Abstract Background Migrasomes, recently discovered cellular substructures, may play a crucial role in cancer progression, treatment response, and prognosis. However, the prognostic value of migrasome-associated long non-coding RNAs (lncRNAs) in colon adenocarcinoma (COAD) remains unexplored. Methods RNA-seq data from 459 COAD patients, including clinical characteristics and outcome information, were obtained from The Cancer Genome Atlas. A risk model was constructed through co-expression analysis of migrasome genes and lncRNAs, followed by Cox regression and least absolute shrinkage and selection operator analysis to identify prognostic lncRNAs.
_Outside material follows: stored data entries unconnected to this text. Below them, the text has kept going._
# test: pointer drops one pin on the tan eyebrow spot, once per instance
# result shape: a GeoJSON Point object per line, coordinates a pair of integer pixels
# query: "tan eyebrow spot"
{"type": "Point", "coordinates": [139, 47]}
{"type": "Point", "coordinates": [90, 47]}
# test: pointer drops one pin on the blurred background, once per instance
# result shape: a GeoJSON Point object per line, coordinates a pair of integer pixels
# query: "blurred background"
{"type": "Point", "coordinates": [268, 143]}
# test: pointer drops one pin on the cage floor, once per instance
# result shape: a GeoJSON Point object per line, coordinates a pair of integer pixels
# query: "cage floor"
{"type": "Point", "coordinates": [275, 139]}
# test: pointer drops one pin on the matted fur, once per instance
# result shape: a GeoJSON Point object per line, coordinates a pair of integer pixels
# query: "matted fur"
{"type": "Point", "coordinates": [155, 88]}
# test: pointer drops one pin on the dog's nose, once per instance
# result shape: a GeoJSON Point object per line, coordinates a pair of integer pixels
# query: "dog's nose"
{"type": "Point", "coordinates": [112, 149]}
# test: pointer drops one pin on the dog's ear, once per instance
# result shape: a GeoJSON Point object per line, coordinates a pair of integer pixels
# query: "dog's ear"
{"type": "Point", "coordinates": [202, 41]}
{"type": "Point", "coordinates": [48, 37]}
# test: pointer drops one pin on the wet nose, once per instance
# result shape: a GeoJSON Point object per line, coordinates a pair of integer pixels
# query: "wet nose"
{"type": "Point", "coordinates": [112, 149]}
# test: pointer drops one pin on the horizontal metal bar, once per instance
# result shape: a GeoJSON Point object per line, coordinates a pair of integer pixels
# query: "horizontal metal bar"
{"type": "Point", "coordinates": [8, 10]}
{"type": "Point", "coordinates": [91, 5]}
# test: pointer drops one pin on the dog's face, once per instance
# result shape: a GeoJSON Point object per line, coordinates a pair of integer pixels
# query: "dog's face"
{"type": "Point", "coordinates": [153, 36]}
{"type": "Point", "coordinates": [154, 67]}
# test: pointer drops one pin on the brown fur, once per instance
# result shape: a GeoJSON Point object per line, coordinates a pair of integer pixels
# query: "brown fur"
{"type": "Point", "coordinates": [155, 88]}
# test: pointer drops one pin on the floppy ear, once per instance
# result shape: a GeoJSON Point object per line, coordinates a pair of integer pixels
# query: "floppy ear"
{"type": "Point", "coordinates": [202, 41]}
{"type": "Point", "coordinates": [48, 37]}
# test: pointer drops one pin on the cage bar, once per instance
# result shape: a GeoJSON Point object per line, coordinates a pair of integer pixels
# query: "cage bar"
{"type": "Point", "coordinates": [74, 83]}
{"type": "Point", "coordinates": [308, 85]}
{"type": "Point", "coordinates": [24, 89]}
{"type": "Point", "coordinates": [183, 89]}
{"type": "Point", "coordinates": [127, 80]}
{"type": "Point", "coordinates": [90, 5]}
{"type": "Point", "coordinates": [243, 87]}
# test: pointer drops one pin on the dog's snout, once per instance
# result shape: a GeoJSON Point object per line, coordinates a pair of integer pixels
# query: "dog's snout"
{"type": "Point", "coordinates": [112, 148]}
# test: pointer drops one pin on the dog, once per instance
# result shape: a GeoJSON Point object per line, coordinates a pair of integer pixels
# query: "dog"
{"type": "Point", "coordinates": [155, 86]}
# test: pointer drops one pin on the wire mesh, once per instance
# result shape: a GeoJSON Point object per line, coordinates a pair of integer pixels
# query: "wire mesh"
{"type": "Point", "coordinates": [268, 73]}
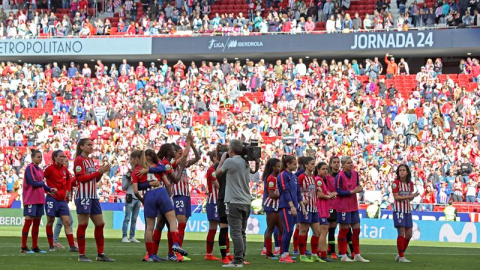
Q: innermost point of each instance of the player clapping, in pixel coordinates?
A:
(86, 199)
(58, 176)
(33, 201)
(402, 189)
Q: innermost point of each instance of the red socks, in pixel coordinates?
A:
(70, 240)
(181, 232)
(342, 241)
(268, 245)
(400, 246)
(99, 240)
(210, 240)
(25, 230)
(356, 240)
(295, 238)
(405, 243)
(50, 235)
(157, 235)
(314, 244)
(228, 244)
(149, 247)
(36, 225)
(170, 243)
(302, 244)
(175, 238)
(81, 238)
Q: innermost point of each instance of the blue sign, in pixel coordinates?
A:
(437, 231)
(431, 216)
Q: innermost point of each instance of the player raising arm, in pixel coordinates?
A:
(86, 199)
(57, 176)
(33, 201)
(402, 189)
(347, 184)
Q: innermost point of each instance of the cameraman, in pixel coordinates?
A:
(132, 206)
(237, 197)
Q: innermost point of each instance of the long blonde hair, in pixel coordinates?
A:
(140, 154)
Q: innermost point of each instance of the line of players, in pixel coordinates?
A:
(319, 192)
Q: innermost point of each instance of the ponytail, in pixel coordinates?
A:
(80, 143)
(319, 166)
(286, 159)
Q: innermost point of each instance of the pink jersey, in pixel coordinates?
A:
(346, 202)
(31, 194)
(330, 185)
(322, 204)
(182, 188)
(87, 176)
(309, 192)
(403, 189)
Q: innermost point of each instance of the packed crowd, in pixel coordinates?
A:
(165, 17)
(315, 109)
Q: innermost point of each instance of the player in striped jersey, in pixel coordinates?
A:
(309, 216)
(86, 199)
(402, 189)
(181, 189)
(270, 204)
(324, 195)
(58, 176)
(174, 173)
(156, 201)
(211, 207)
(155, 166)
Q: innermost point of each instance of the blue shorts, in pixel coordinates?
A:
(212, 212)
(269, 210)
(33, 210)
(55, 208)
(183, 205)
(402, 220)
(348, 217)
(310, 218)
(323, 221)
(157, 202)
(88, 206)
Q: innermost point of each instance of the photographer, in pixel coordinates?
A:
(237, 196)
(132, 206)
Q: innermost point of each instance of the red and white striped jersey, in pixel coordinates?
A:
(308, 187)
(87, 176)
(403, 189)
(270, 184)
(182, 188)
(212, 190)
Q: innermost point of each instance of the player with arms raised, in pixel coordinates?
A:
(347, 184)
(86, 199)
(402, 189)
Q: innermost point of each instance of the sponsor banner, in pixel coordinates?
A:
(196, 223)
(6, 200)
(76, 46)
(432, 216)
(437, 231)
(14, 217)
(365, 43)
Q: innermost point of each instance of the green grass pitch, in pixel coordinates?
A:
(381, 253)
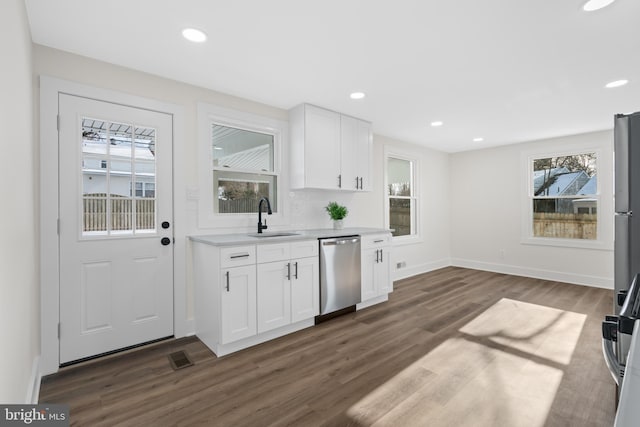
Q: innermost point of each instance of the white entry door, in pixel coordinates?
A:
(116, 239)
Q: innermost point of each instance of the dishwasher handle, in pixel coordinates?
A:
(348, 241)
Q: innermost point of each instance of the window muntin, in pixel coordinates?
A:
(564, 197)
(401, 196)
(243, 169)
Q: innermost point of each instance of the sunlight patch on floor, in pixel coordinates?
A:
(504, 370)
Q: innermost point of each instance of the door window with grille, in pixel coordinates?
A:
(118, 178)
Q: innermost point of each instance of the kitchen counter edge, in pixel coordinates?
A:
(246, 239)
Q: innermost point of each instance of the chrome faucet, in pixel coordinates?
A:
(269, 212)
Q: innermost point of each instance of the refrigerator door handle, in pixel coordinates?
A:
(621, 259)
(621, 149)
(615, 368)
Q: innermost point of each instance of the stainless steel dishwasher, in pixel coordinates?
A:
(339, 273)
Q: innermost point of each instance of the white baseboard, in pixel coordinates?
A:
(558, 276)
(420, 269)
(33, 388)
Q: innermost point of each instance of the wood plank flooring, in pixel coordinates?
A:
(453, 347)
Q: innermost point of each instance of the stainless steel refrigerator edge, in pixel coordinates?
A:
(627, 201)
(340, 273)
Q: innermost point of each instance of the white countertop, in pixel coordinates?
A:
(249, 239)
(628, 409)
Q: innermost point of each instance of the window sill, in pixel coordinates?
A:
(568, 243)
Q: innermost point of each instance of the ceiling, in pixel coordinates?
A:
(504, 70)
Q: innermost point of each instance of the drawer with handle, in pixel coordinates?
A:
(237, 255)
(375, 240)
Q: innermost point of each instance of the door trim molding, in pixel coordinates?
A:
(50, 87)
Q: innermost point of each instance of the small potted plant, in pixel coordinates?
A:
(337, 213)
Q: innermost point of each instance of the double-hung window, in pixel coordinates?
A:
(564, 197)
(243, 169)
(401, 196)
(239, 162)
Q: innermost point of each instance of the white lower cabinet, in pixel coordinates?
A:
(305, 292)
(288, 289)
(246, 295)
(376, 266)
(274, 296)
(238, 304)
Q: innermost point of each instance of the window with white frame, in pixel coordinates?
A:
(401, 196)
(564, 196)
(243, 169)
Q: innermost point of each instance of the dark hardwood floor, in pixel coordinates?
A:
(420, 359)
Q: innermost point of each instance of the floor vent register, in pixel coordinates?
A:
(180, 359)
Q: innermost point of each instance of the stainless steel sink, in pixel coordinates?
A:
(274, 234)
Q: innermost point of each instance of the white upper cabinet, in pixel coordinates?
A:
(329, 150)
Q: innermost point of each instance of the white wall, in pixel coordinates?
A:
(306, 207)
(487, 187)
(19, 306)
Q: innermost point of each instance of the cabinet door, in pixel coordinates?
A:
(348, 153)
(274, 296)
(305, 288)
(382, 273)
(369, 279)
(363, 154)
(322, 148)
(238, 303)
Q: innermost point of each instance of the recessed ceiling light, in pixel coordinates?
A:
(194, 35)
(592, 5)
(617, 83)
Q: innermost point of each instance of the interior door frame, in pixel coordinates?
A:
(50, 88)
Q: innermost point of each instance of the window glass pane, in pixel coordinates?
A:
(565, 218)
(241, 149)
(565, 176)
(240, 192)
(121, 215)
(120, 150)
(565, 200)
(401, 216)
(94, 215)
(399, 177)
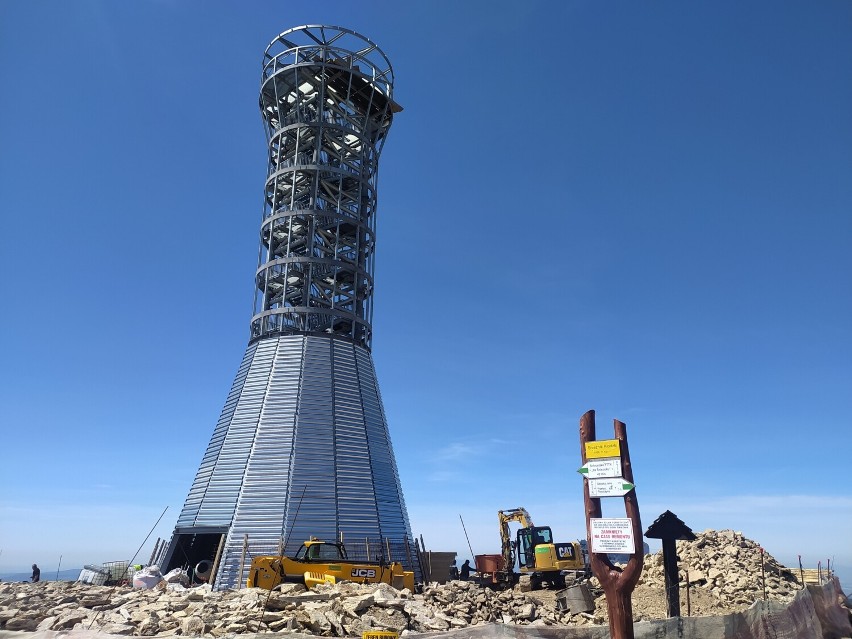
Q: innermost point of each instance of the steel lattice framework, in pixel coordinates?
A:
(326, 101)
(302, 445)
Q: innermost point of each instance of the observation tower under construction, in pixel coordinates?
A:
(302, 446)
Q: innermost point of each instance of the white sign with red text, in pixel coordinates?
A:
(612, 535)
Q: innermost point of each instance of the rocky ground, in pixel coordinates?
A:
(724, 569)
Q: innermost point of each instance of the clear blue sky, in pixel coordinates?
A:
(642, 209)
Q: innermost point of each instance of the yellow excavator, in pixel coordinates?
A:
(324, 562)
(538, 558)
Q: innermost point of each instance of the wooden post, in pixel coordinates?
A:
(669, 528)
(242, 562)
(801, 572)
(217, 559)
(617, 584)
(154, 552)
(688, 587)
(672, 578)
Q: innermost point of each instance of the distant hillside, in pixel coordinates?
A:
(46, 575)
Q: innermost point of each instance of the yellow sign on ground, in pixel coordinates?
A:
(603, 448)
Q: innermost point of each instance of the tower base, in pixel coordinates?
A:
(301, 449)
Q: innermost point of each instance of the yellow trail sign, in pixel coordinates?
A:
(603, 448)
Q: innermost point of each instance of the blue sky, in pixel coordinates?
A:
(642, 209)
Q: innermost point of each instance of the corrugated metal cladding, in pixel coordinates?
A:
(301, 448)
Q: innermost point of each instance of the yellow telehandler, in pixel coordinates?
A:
(324, 562)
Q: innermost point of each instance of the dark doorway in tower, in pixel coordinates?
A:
(196, 552)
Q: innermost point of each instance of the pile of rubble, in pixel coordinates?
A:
(345, 609)
(728, 566)
(724, 569)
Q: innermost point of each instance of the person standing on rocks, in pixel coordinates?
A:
(465, 571)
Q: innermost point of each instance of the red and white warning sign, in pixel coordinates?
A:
(612, 535)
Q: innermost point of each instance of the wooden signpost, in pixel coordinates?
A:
(623, 535)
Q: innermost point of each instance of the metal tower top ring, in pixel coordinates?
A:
(326, 103)
(299, 43)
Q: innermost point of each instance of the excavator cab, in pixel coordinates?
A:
(528, 539)
(320, 551)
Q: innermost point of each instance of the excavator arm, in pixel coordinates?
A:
(519, 515)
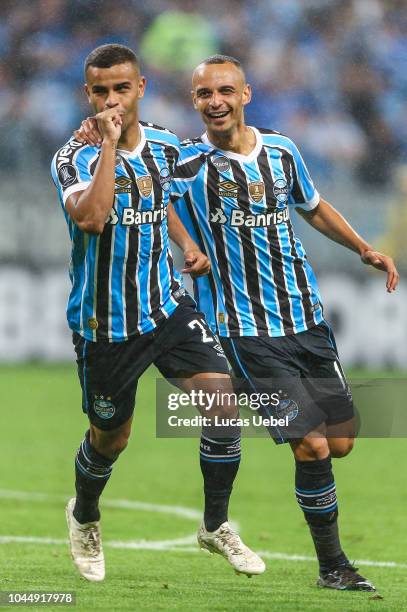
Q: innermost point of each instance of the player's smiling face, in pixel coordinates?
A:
(119, 86)
(219, 94)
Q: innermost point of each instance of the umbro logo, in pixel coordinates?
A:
(228, 189)
(122, 184)
(218, 216)
(67, 175)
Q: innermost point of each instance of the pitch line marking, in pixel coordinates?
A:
(175, 545)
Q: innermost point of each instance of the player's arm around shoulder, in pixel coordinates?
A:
(327, 220)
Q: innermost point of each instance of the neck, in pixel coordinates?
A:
(242, 140)
(131, 137)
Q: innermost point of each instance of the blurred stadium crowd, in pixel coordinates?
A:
(329, 73)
Functional enrichment analyses were performed to elucidate underlying biological mechanisms. Immune landscape characterization utilized ESTIMATE, CIBERSORT, Tumor Immune Estimation Resource (TIME), and single-sample Gene Set Enrichment Analysis (ssGSEA). Drug sensitivity analysis was conducted for select therapeutic agents. Results Nine prognostic lncRNAs (AC010463.3, AL590483.4, AP005264.1, ZEB1-AS1, AC104088.1, PRKAR1B-AS2, AC009315.1, SUCLG2-AS1, and AC006111.2) were identified and incorporated into a risk model. Low-risk patients demonstrated significantly improved survival outcomes. The model exhibited independent prognostic capability, with AUCs of 0.783, 0.749, and 0.713 for one-, three-, and five-year survival, respectively, in the training cohort. High-risk patients displayed reduced overall survival and elevated tumor mutation burden. Additionally, these patients showed decreased sensitivity to therapeutic agents, including Oxaliplatin, Irinotecan, and 5-Fluorouracil. Conclusion Our novel migrasome-associated lncRNA signature demonstrates robust predictive capacity for both prognosis and chemotherapeutic sensitivity in COAD, potentially facilitating personalized treatment strategies and improved patient management.